W najbliższy weekend piłkarze powinni wrócić na IV-ligowe boiska. Na sobotę zaplanowano derby pomiędzy MKS-em Szczytno i Błękitnymi Pasym. Rozegranie meczu jest jednak zagrożone.
OPTYMIZM W PASYMIU
Dobrą dyspozycję u progu rundy rewanżowej prezentują Błękitni Pasym. Najpierw pokonali 4:0 juniorów OKS-u 1945 Olsztyn, a potem w takim samym stosunku wygrali w Kętrzynie z III-ligową Mrągowią Mrągowo. - To, co myśmy zagrali, napawa optymizmem – powiedział „Kurkowi” zadowolony sekretarz Błękitnych Jan Suchomski. - Mrągowia wystąpiła w najsilniejszym składzie. Bramki dla pasymian w tym spotkaniu zdobywali: Marcin Łukaszewski (19., 84.), Sebastian Łukaszewski (53.) i Kamil Matysiewicz (82.). Niemal całe spotkanie przebiegało pod dyktando podopiecznych Michała Żuka. Mrągowianie osiągnęli lekką przewagę dopiero przy stanie 2:0 dla pasymian, ale niewiele z tego wynikało. Dwie akcje Błękitnych przeprowadzone w końcówce dobiły IV-ligowca. Pasymianie wystąpili w tym meczu w zestawieniu: Przemysław Brzozowski, Panikowski, Głodzik, A. Naczas, Ziętak, Patryk Brzozowski (64. Domżalski), Magnuszewski, S. Łukaszewski (71. Matysiewicz), G. Naczas (85. Kruczyk), Gołębiewski, M. Łukaszewski. W pojedynku z juniorami z Olsztyna, rozegranym na Dajtkach, gole zdobywali: Marcin Łukaszewski (10., 21.), Patryk Brzozowski (32.), Marcin Gołębiewski (71.). Błękitni zagrali przeciwko OKS-owi w składzie: Przemysław Brzozowski, Panikowski (66. Kruczyk), Głodzik, A. Naczas, Ziętak (75. Łączyński), Magnuszewski(63. G. Naczas), Patryk Brzozowski (58. Domżalski), S. Łukaszewski, Foruś, Gołębiewski, (78. Nosowicz), M. Łukaszewski.
SZCZYTNO GRAŁO W LEMANACH
Ostatni, co najmniej teoretycznie, mecz sparingowy rozegrali także piłkarze MKS-u Szczytno. Ich rywalem był B-klasowy Zryw Jedwabno. Spotkanie miało się odbyć pierwotnie w Szczytnie, ale ze względu na zły stan boiska mecz rozegrano ostatecznie w Lemanach. Tu płyta prezentowała się niewiele lepiej. Mecz zakończył się hokejowym wynikiem 5:5 (3:1). Bramki zdobywali: dla MKS-u – Michał Kwiecień (12., 55.), Bartłomiej Mastyna (25.), Mariusz Miłek (42.), Kamil Dębek (73.); dla Zrywu – Konrad Pławski (10.), Sławomir Foruś (25., 70. -k.), Wojciech Kuchna (80.), Artur Dymek (89.). W drużynie MKS-u zagrali: Mikulak, Lisiewicz, Opalach, Karczewski, Mastyna, Miłek, Kwiecień, Pietrzak, Dębek, Kosiorek, Suchecki oraz Bukowiecki, Nasiadka, Klimek, Rusiecki, Ostrowski.

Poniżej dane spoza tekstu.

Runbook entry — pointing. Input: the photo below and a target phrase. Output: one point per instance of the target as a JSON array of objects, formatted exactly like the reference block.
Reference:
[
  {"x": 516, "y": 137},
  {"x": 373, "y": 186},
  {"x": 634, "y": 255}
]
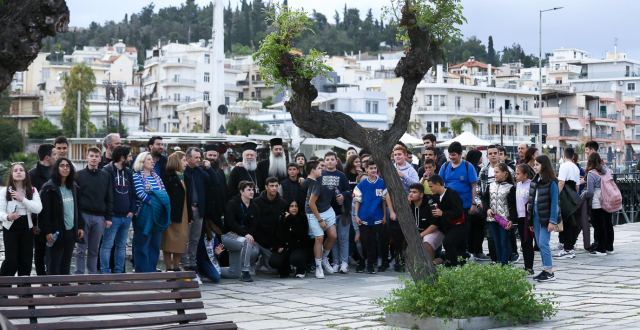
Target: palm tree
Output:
[{"x": 457, "y": 124}]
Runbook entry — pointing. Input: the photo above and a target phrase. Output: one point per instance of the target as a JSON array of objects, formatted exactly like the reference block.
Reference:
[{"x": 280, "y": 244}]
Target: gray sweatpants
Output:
[{"x": 87, "y": 252}]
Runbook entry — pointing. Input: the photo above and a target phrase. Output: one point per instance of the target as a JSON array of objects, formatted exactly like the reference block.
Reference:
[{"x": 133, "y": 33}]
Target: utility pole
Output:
[{"x": 78, "y": 112}]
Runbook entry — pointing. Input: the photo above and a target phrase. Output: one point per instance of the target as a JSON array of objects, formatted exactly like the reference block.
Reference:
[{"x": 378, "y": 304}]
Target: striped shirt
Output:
[{"x": 143, "y": 184}]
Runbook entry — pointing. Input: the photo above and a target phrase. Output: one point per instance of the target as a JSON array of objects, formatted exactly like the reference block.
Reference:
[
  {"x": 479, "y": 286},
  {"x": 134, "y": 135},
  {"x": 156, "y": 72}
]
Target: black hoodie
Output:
[{"x": 267, "y": 218}]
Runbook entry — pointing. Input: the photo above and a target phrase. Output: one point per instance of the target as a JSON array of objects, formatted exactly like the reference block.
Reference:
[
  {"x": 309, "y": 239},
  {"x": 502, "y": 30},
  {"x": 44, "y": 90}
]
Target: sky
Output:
[{"x": 592, "y": 25}]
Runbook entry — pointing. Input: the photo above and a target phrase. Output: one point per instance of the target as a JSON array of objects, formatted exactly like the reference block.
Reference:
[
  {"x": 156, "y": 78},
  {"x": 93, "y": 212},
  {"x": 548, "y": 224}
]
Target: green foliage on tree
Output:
[
  {"x": 80, "y": 78},
  {"x": 457, "y": 124},
  {"x": 43, "y": 128},
  {"x": 11, "y": 138},
  {"x": 245, "y": 126}
]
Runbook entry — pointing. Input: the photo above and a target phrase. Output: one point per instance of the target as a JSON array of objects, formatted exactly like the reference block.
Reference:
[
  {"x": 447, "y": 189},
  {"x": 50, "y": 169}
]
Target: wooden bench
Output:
[{"x": 71, "y": 297}]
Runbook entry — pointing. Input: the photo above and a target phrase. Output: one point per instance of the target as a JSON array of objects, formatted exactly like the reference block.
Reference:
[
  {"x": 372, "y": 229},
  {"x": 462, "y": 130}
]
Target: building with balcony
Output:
[
  {"x": 178, "y": 78},
  {"x": 112, "y": 65}
]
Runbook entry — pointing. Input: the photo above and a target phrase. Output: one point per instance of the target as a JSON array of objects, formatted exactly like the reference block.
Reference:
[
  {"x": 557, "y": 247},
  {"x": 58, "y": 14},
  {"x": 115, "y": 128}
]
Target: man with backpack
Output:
[{"x": 460, "y": 176}]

Lider klasy B wystąpił w składzie: Grabowski, A. Kawiecki, Ł. Kawiecki, Sznajder, M. Foruś, Młotkowski, Pławski, Łachmański, S. Foruś, Włodkowski, Żmijewski oraz Kuchna, M. Malesa, G. Malesa, Bączek.
CHCĄ PRZEŁOŻYĆ INAUGURACJĘ
W najbliższą sobotę (godz. 14.00) szczytnianie powinni zgodnie z terminarzem IV ligi rozegrać u siebie mecz z Błękitnymi Pasym. Przypomnijmy, że jesienią było 0:0. - Przypuszczam, że mecz trzeba będzie przełożyć – mówi kierownik MKS-u Mariusz Krupiński. - Szkoda murawy. Co z tego, że będzie się nadawała na to spotkanie, jeśli później przez rok będziemy doprowadzali ją do porządku.
Jeżeli mecz zostanie przełożony, wystąpi w nim Marcin Łukaszewski, który teraz musi pauzować za kartki. Karę odbyłby w spotkaniu 2. kolejki rundy wiosennej z GKS-em Wikielec. Decyzja odnośnie terminu derbowego pojedynku ma zapaść w czwartek. Nie wiadomo również, czy w spotkaniu zagra Maciej Magnuszewski, broniący w ostatnich sparingach barw Błękitnych. - Złożyliśmy pismo o arbitraż do WM ZPN - informuje sekretarz Jan Suchomski. - W tym tygodniu prawdopodobnie spotkamy się z w Olsztynie z działaczami Szczytna.
OMULEW W ŚWIETLE
Nieco więcej czasu na przygotowanie formy i boisk mają zespoły z klasy okręgowej. Nasz jedyny reprezentant Omulew Wielbark zmierzyła się w Olsztynie z GLKS-em Jonkowo. Debiut na sztucznej murawie (i przy sztucznym oświetleniu) okazał się dla podopiecznych Mariusza Korczakowskiego udany. Wielbarczanie wygrali 1:0 (1:0). Zwycięską bramkę w 10. min zdobył Grzegorz Malinowski, który trafił do siatki głową, wykorzystując wrzutkę z rzutu rożnego.
Omulew wystąpiła w składzie: Przybysz, Cieślik, Malinowski, Bugaj, Łazicki, Abramczyk, Remiszewski, Berk, Elsner, Ponikiewski, Baranowski oraz Wierzchowski, Goździewski, Fielichowski.